Good politics comes from love—love for the nation, the city, and the citizens. Normally, however, we only understand a concept when we are confronted with its contrary. We know what “hot” means by comparing it to “cold.” We may understand political charity by looking at its contrary, political malevolence. There are historical cases when rulers hate their citizens and seek to punish and destroy them. We can find examples in recent totalitarian regimes, but I believe dizi engaged in tax reform will find an ancient one educational.
Not too far from where I live, nested on the magnificent Gulf of Baratti on the Mediterranean Sea, is a tiny hamlet called Populonia. Today, it has only a population of 17. Visitors are surprised when they learn that, seven centuries before the Common Era, Populonia was one of the largest European cities. With 18,000 inhabitants, it rivaled Rome, which had some 20,000, and its port was the most important in present-day Italy, as it controlled the metal trade of copper from the hills surrounding the city and iron from the nearby Elba Island. Populonia’s splendor has been compared to Venice in the early modern era.

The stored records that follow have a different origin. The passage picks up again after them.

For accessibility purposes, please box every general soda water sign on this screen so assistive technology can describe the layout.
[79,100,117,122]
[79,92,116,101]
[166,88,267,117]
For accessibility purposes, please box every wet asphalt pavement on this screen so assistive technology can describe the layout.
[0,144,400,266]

Yet, today, tourists walk for several hours in a large archeological park finding here and there ruins from the late immense city, whose richness is attested by mosaics and vases exhibited at the archeological museum in nearby Piombino. What happened to Populonia? Since the city was part of the Etruscan civilization, and what has been the large Etruscan nation was conquered by the Romans between the 4th and the 3rd century BCE, many visitors simply assume Populonia was destroyed by the Romans and do not even ask the question.

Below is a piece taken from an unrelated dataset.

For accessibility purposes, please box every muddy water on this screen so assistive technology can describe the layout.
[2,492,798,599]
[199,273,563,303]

They are wrong, however. The Romans did not operate in that way. They destroyed only one large city, the African Phoenician port of Carthage, from where armies had set sail to conquer and destroy Rome. But in general they did not destroy, they assimilated.
Rome conquered Egypt and Greece, and their ancient monuments are still there. Romans certainly killed opponents to “Pax Romana,” the Roman Peace, but were happy to assimilate local aristocracies into their own. Before Rome became a Republic, its last kings were ethnically Etruscan.

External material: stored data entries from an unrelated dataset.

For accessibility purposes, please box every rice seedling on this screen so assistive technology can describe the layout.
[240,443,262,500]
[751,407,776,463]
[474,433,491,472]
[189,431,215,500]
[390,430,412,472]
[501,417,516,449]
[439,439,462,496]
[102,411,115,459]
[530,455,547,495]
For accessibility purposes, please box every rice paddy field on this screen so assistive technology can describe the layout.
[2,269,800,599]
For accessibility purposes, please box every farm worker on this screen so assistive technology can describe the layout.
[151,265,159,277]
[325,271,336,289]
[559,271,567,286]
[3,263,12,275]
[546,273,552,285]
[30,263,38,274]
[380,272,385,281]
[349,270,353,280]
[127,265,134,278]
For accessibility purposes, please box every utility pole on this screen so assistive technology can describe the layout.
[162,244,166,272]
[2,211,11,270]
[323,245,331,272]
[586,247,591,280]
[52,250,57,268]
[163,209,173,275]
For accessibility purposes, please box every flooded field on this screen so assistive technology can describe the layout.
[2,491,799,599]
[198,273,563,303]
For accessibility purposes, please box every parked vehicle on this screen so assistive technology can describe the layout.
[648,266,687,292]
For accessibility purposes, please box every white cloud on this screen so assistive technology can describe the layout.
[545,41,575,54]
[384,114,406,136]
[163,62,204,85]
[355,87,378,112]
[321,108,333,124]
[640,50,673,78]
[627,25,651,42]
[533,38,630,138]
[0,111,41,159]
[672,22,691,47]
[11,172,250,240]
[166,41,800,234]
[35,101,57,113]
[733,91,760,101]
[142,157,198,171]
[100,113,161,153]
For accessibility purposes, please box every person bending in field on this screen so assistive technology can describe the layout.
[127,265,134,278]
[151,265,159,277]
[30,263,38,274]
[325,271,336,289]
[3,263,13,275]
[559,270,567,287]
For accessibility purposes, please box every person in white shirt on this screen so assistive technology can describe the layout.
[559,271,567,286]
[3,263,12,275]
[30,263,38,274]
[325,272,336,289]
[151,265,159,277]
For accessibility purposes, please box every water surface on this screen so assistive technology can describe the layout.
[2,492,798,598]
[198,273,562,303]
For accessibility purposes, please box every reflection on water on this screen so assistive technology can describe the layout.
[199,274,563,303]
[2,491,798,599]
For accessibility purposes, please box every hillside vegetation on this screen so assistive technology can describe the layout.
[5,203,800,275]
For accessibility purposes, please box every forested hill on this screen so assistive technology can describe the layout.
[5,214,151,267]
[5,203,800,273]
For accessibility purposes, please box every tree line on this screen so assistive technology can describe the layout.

In fact, the Romans took Populonia in 282 BCE, and did not destroy it. They build new luxurious villas, and continued to operate the metal industries and the port. So, what destroyed Populonia? The simple answer is—taxes.
Around the end of the Roman Republic, soon to been replaced by the empire, various generals tried to rule as dictators. Two of them called Sulla and Marius fought a bloody civil war in 83–82 BCE. Sulla won, and he invented something whose name is still part of the English and other languages, the “lists of proscription.” They were lists of those who had sided against Sulla in the civil war and should be punished. Until recently, historians assumed that all the thousands of people in these lists had been executed. Modern scholars believe that only some 10% were. The others were ruined through exorbitant taxes and confiscations, which in some cases took their entire property.
Sulla’s proscription lists also included entire cities. Populonia, whose city fathers had sided with his enemy Marius, was one of them. Once again, Sulla did not destroy the buildings of Populonia, nor did he kill the inhabitants. He just imposed on the city enormous taxes, which led the rich metal and shipping businesses to close, and ruined most of the citizens. Many left, until travelers of the first centuries of the Christian era visited the once magnificent city and found only ruins and no people.
In the last years of his life, Sulla retired in his villa near Naples, announcing that he will devote his time to three interests of his he regarded as much more fun than politics: books, young women, and wine. Unlike other dictators, he died of natural causes, but tyrants of the future had learned from him how to destroy opponents without tearing down buildings or spilling blood, just through taxes. In the 19th century, the President of the U.S. Supreme Court John Marshall famously stated that “the power to tax is the power to destroy.” Sulla knew it two thousand years before Marshall.
However, the story of Populonia also shows that destroying through taxes is not a wise idea. In subsequent centuries, the strategically situated port of Populonia and its metal industries would have been very useful to the Romans in their wars—but they no longer existed. Taxes had destroyed them.
The saga of Populonia is not the only historical example of political malevolence in the shape of fiscal malevolence, the contrary of political charity. But it is an important parable illuminating the Tai Ji Men case, what dizi had to suffer, and their work for tax reform. The unwise use of the power to tax, which is the power to destroy, led to the collapse of greater civilizations than present-day Taiwan. For Taiwanese politicians, unlike the Romans of old, there is however still time to change the road they are on.